Une exposition des photographies que j’ai prises dans les bâtiments et dans les ruines des camps nazis est organisée par la collaboration du War Heritage Institute de Bruxelles et du Centre d’Action Laïque de Namur.

Voici le texte qui résume ma démarche et qui y sera lu à ma demande.

« La trace est au coeur de mon oeuvre de photographe. Traces des camps, objet de cette exposition, mais aussi traces des anciens charbonnages de ma ville natale, traces des deux guerres mondiales, ou encore les ruines de l’Antiquité où mes chemins ont croisé ceux de Freud, car il arrive qu’un chercheur de traces croise celles d’un autre chercheur de traces… Pendant une dizaine d’années, je suis allé de camp en camp, de ghetto en ghetto, de cimetière en cimetière, photographiant miradors, barbelés, tables de dissection, crématoires, chambres à gaz, et quand il ne reste rien, les voies ferrées et l’emplacement de fosses communes où la terre rejette encore aujourd’hui des fragments d’os.

D’exposition en exposition, mes photographies ont été présentées comme un travail de mémoire.

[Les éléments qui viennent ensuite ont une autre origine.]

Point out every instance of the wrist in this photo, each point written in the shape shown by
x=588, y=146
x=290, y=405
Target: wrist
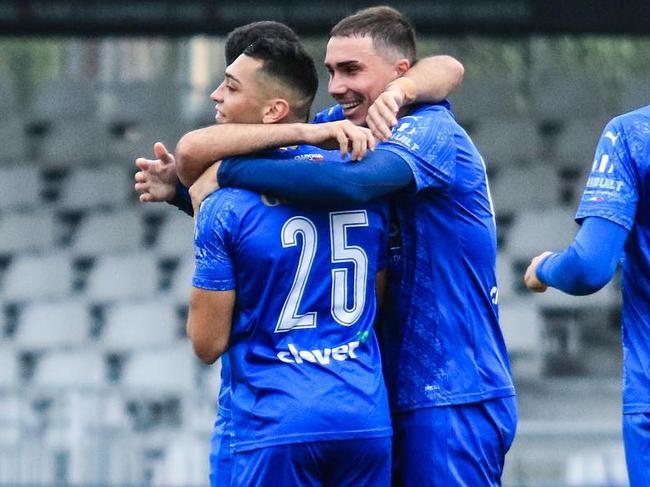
x=407, y=87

L’œuvre échappe à son créateur car ce n’était pas mon intention. Les camps ont été ma scène primitive et je n’avais nul travail à accomplir. Dès l’enfance j’avais découvert les images prises par les Allemands à Auschwitz et à Varsovie et par les Alliés, au printemps 45, à Bergen-Belsen, Dachau, Buchenwald, Ohdruf, Tekla, Vobelin. Il me suffit de fermer les yeux, de convoquer les photographies de Lee Miller, de George Rodger, d’Éric Schwab, pour voir, présentes en moi, les images des malheureux sur la rampe de Birkenau et celles des charniers, des fosses communes, des cadavres à la nudité obscène et pitoyable, des morts-vivants qu’on appelait alors les musulmans. Ce n’était pas un travail de mémoire, c’était un travail de deuil. Je voulais éprouver physiquement le vide, entendre les échos du silence, ce silence « bruyant du cri innombrable », et traduire mon deuil dans le mode d’expression qui est le mien.

Le mot vestige vient du latin vestigium. Vestigium c’est l’empreinte des pas, la trace du pied ou du fer d’un cheval. C’est aussi la piste du gibier que traque le chasseur. Ma piste, celle que depuis 50 ans, j’interroge avec pour arme un Leica, un Nikon, un Hasselblad, c’est le rapport qu’entretiennent traces et absence. C’est sur cette ligne fragile que je m’avance, jusqu’au jour où mes photographies seront à leur tour les traces de mon absence.”